In the last month, Laurene Powell Jobs, XQ Institute’s chair of the board of organization, committed $50 million to XQ: The Super School Project, a campaign to modernize and improve American public high schools.
According to its website, The Super School Project prompts parents, pioneers, entrepreneurs, teachers, business leaders, administrators, youth and education experts to help redesign American schools. Using knowledge and creativity from numerous people in different fields, the project aims to rethink the current education system and curriculum to make it more in tune with current industries.
The program’s website explains that “in the last 100 years … women have strengthened the work force,” “the US has welcomed nearly 250 million new people” and “we’ve gone from a model-T to a Tesla and a switchboard to a smartphone,” but “high school has stayed frozen in time.”
The project takes a start-from scratch approach, hoping to completely rework America’s high schools. Founders of the project believe that modern industries value critical thinking, intellectual curiosity, innovation and self reliance. To improve alignment between schools and industries, the project hopes to make use of the American high school system to teach students these valuable skills.
“Together, we have an opportunity to help fuel a movement for students, to inspire great high schools and even to rethink school itself,” Jobs said in an interview with KCENTV. “Our passion at XQ is to help educators everywhere foster students who are curious, engaged and creative — armed with the new literacies, knowledge and skills needed to thrive.”

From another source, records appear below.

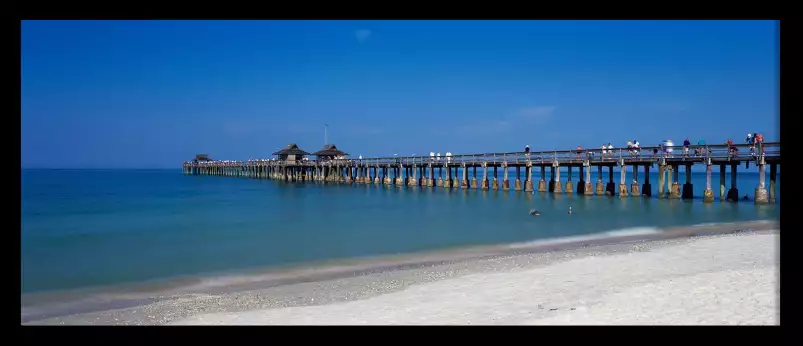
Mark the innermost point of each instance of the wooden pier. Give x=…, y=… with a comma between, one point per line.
x=292, y=164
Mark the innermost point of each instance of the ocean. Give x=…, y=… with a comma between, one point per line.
x=85, y=228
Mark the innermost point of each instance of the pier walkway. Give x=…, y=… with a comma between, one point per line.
x=425, y=171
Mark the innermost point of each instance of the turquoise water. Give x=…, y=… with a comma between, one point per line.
x=99, y=227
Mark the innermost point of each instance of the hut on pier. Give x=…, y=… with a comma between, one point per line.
x=330, y=152
x=291, y=153
x=201, y=158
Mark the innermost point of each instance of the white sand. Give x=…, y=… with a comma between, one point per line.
x=719, y=280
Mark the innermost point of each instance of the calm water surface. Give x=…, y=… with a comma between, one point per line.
x=99, y=227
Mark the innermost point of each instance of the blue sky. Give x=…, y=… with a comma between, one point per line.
x=149, y=94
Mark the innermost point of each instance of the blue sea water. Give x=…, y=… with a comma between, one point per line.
x=85, y=228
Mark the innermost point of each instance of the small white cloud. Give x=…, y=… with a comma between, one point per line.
x=362, y=35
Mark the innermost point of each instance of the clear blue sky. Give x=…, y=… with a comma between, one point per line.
x=149, y=94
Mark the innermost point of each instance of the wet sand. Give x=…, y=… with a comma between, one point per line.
x=671, y=277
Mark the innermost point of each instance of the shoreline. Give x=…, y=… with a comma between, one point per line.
x=63, y=308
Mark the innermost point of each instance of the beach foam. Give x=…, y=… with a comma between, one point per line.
x=718, y=280
x=626, y=232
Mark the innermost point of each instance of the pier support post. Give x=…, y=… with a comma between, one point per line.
x=485, y=176
x=675, y=188
x=634, y=187
x=688, y=187
x=733, y=193
x=401, y=180
x=474, y=178
x=600, y=184
x=542, y=183
x=708, y=194
x=464, y=183
x=622, y=183
x=495, y=183
x=528, y=184
x=581, y=186
x=773, y=177
x=761, y=196
x=661, y=179
x=556, y=186
x=610, y=189
x=722, y=182
x=505, y=182
x=569, y=184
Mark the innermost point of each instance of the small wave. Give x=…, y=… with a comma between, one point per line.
x=710, y=224
x=625, y=232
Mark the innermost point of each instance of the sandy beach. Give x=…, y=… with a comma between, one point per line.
x=705, y=280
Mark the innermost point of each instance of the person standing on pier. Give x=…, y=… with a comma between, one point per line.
x=686, y=145
x=759, y=140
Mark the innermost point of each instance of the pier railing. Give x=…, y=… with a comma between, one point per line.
x=719, y=152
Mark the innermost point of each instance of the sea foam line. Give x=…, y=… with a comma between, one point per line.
x=624, y=232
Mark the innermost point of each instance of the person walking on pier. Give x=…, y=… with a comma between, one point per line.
x=686, y=145
x=758, y=139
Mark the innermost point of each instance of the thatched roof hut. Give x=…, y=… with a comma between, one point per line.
x=202, y=157
x=291, y=152
x=329, y=151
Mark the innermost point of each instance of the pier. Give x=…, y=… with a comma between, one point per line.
x=451, y=172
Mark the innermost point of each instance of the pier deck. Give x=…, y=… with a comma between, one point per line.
x=444, y=171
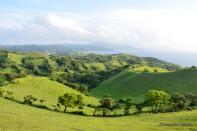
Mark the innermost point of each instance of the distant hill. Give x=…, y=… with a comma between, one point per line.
x=43, y=88
x=135, y=84
x=88, y=70
x=64, y=49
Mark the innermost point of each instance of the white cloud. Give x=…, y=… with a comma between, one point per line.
x=159, y=30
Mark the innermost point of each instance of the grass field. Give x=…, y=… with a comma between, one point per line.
x=42, y=87
x=17, y=117
x=135, y=84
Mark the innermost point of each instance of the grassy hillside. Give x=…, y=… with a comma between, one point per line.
x=42, y=87
x=134, y=84
x=14, y=116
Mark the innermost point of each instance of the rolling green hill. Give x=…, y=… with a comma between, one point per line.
x=43, y=88
x=134, y=84
x=14, y=117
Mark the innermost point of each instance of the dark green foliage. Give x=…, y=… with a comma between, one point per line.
x=191, y=98
x=157, y=100
x=178, y=102
x=70, y=100
x=106, y=105
x=128, y=104
x=29, y=99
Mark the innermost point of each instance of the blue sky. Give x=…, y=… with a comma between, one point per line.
x=158, y=26
x=94, y=5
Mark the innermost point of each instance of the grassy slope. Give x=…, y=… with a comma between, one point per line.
x=14, y=116
x=41, y=87
x=129, y=83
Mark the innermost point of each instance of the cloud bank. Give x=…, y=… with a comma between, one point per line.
x=157, y=30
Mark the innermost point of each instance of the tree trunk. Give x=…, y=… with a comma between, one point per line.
x=65, y=109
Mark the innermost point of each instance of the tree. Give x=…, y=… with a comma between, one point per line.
x=106, y=104
x=9, y=95
x=178, y=102
x=157, y=99
x=192, y=99
x=115, y=107
x=128, y=104
x=29, y=99
x=42, y=101
x=80, y=102
x=139, y=106
x=68, y=100
x=1, y=92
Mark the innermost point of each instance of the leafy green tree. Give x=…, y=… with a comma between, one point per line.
x=116, y=107
x=1, y=92
x=157, y=99
x=80, y=102
x=178, y=102
x=191, y=98
x=68, y=100
x=106, y=104
x=139, y=106
x=41, y=101
x=128, y=105
x=29, y=99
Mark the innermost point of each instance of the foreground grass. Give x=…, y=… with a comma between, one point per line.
x=135, y=84
x=42, y=88
x=17, y=117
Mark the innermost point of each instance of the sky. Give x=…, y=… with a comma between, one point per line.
x=159, y=26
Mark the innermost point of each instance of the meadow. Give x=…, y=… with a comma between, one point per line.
x=14, y=117
x=135, y=83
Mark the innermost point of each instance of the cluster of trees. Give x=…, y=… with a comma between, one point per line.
x=80, y=71
x=156, y=101
x=71, y=100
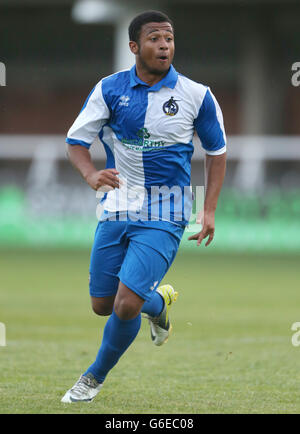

Alongside Jobs is a team of advisors led by the XQ’s Chief Executive Officer Russlynn H. Ali, a former assistant secretary of the Office of Civil Rights in the Obama administration.
Teams of students, educators and leaders will submit ideas and plans to change schools over the next few months. By next fall, a group of judges will pick five to 10 ideas to finance. The project will give money to build at least five new schools over the course of five years. These new schools will be public schools, but it is undecided whether or not to make them charter schools and where they will be located. According to Ali, a specific goal of the project is to narrow the incongruity in academic achievement between students of different racial, ethnic and economic backgrounds.
Founders of the project believe the gap between America’s education system is not only apparent to educators and people in the workforce, but also to students. They believe that what students want for their futures is far from what is offered in their high schools. The Super School Project, they hope to close that gap.
“We are inspired by young people yearning to be prepared for a world they haven’t begun to imagine, and we want to honor their spirit by unifying around a common vision to find and celebrate the models for high schools that will truly prepare all our students for today and tomorrow,” Ali said in an interview with KCENTV.
According to some students at Palo Alto High School, it’ll be a long time before that gap will be closed.
“There’s much more than a call to action that’s needed to reform high school education,” senior Kelsey Wang said. “There may be successful efforts to improve a few high schools in the nation, but it will be difficult to implement a more creative approach to education on a country-wide scale.”
Besides facing challenges reaching students and implementing change country-wide, some students also believe the project may face challenges adjusting students to the new school approach.
“It’s not going to be easy, and from a student’s perspective, it might be hard to adjust too quickly since we’ve been taught by [the traditional] system for years,” senior Minyoung Kim said.
Despite the possible challenges XQ may face, the aim of the campaign remains the same.
“We want to make high schools back into the great equalizers they were meant to be,” Ali said in an interview with The New York Times. “The point is not to have some predetermined outcome. The hunger for change is real, and we’re offering up the tools to communities to make it happen.”